Bispectral analysis. Mean bispectrum from 13 subthalamic nuclei before (A) and after (B) levodopa administration. The central 2-D plot shows the mean bispectrum of the LFP signals as a function of frequencies f1 (x-axis, in Hz) and f2 (y-axis, in Hz). The level lines in the plot represent bispectrum values color coded as indicated in the color bar on the right (log transform of the average bispectrum, expressed in log arbitrary units, log AU). The mean power spectrum is also shown adjacent to each axis. The diagonal in the central plot defines the two regions of symmetry of the bispectrum. (A) Before levodopa administration, the arrows indicate the harmonic nonlinear correlation between the LFP rhythm in the low-beta range (13–20 Hz, dashed lines) and the LFP rhythm in the high-beta range (20–35 Hz, continuous line).
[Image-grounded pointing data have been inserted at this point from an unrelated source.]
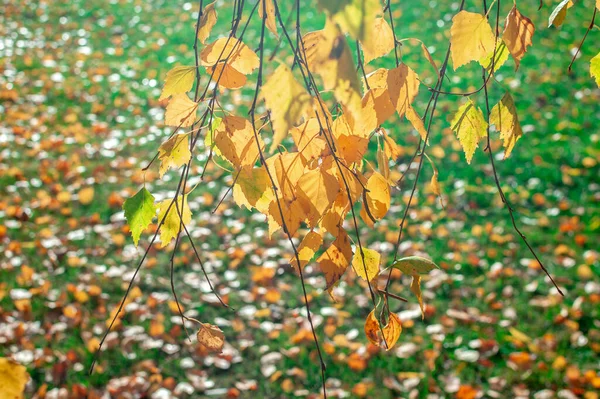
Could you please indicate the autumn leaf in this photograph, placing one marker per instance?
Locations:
(518, 32)
(306, 250)
(179, 80)
(211, 338)
(415, 287)
(319, 189)
(139, 212)
(504, 117)
(560, 13)
(174, 153)
(172, 222)
(500, 56)
(286, 99)
(232, 51)
(181, 111)
(471, 38)
(470, 126)
(378, 195)
(371, 263)
(227, 76)
(13, 378)
(416, 121)
(381, 42)
(336, 259)
(412, 265)
(207, 22)
(269, 7)
(252, 188)
(234, 137)
(391, 331)
(595, 68)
This nonlinear correlation is evidenced by the bispectral peak (13–20 Hz, 13–20 Hz). Note that this bispectral peak appears broad due to the frequency variability between nuclei. Bispectral peaks are also present in other regions; (2–7 Hz, 2–7 Hz), (8–12 Hz, 8–12 Hz), and (2–7 Hz, 8–12 Hz), suggesting the presence of nonlinear correlations between different LFP rhythms in the off Parkinsonian state. (B) After levodopa administration, bispectral peaks are suppressed. The mean spectral peak in the high-beta range is therefore now independent of activity at lower frequencies. Adapted from Marceglia et al., with permission.

Figure 3

Closed-loop stimulation in a Parkinsonian patient with tremor. The bottom panel (F) shows the spectrogram of the LFP signal and demonstrates a low-frequency beta peak in yellow (original unfiltered LFP shown in D). The beta power in the form of beta root mean squared (RMS) is also displayed (E), along with the trigger threshold (horizontal line). Crossing of this threshold gave a positive trigger output that was sustained for a minimum of one second or until beta power dropped below threshold again. Panel (A) shows trigger output. Stimulation (1.5 mV, 100 μs, 130 Hz) was delivered while trigger output was positive during the first half of the recording, denoted by the red line (B). Trigger continued after this but did not result in stimulation. Accelerometer recording (C) demonstrates good tremor suppression during closed-loop mode (first half) with 26% reduction in stimulation triggering time. Note the increase in beta RMS during the second half of the recording when there is no stimulation. Previously unpublished data.